One thing that is darn near ever present in the superhero genre (regardless of the sub-genre tones you may use) is that people tend to go flying when hit knocking into objects, smashing walls, or just being tossed away from the melee scrum. Usually in Cypher games I would treat this as a GMI or PI depending on the character and situation, but that doesn't really work in a supers game where it should be happening a lot. And I do mean A LOT. Characters getting knocked and thrown around helps to make combat less static, it moves the action around, and makes players consider the environment more. I think sending a character flying will also help make some of the super strong characters feel stronger. It makes faster characters gain an advantage over slower ones (they can get back into combat faster), and it is exciting as a it gives the impression of the attack really impacting even if it doesn't do any extra damage in the process.

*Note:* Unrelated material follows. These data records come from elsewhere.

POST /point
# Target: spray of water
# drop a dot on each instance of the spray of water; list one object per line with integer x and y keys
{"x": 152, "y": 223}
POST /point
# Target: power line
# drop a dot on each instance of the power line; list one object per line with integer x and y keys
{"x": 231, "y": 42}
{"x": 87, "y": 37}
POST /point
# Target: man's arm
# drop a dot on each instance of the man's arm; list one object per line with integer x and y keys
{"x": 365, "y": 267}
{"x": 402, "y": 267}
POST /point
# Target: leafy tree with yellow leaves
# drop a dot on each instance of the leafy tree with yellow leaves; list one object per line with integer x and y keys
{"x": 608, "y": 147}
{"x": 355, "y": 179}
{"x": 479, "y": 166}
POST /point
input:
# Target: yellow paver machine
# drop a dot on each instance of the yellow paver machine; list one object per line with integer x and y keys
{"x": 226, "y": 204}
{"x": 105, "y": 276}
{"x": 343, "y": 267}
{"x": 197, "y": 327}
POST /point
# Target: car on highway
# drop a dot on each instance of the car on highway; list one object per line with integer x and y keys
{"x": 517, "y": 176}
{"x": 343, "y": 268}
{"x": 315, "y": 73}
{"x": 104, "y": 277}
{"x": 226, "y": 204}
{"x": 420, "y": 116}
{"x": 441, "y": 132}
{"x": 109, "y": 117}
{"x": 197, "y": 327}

In other words, IT'S EXCITING.

Sadly, I realized this all to late for my most recent game. It was still fun and had some really memorable moments, but I think about the missed opportunities for sending heroes and villains alike hurtling through the air and I wish I hadn't been locked into a mindset that these kinds of reactions were GMIs/PIs.

Instead I should have played it as a feature of the game. A default that such hits would cause recoil and send characters smashing through walls, flying through the air, and skidding along the ground. In the future I will being making a more conscious effort to do this. Non-super strong characters shouldn't send others very far unless they are specifically trying (PI, special ability, or result of a Major or Minor Effect), maybe just one foot per level (or tier) which can largely be hand waived entirely unless geography dictates that it matters.

For the super strong however, each shift in strength will increase this from 1' to 5' to 10' to 20'. Similarly characters with Single Attack shifts should have their attacks hit so hard that they gain a similar increase. An NPC who is level 6 and have 2 shifts in strength could hit another character so hard they would fly 60 feet away! (10' for 2 shifts x level 6 = 60).

This seems an easy fix, and I would rule that a player could opt out of sending their opponent flying by holding back on Strength Shifts or by attacking in other ways. An overhead smash might instead drive their enemy through the street and into the subway or sewers, or simply drive them into the dirt like a nail. The goal in the end is to play up the over-the-top aspects of the supers genre so that not only does it feel like a comic book (or a Marvel movie), but so that it feels different from other games you may run with Cypher System.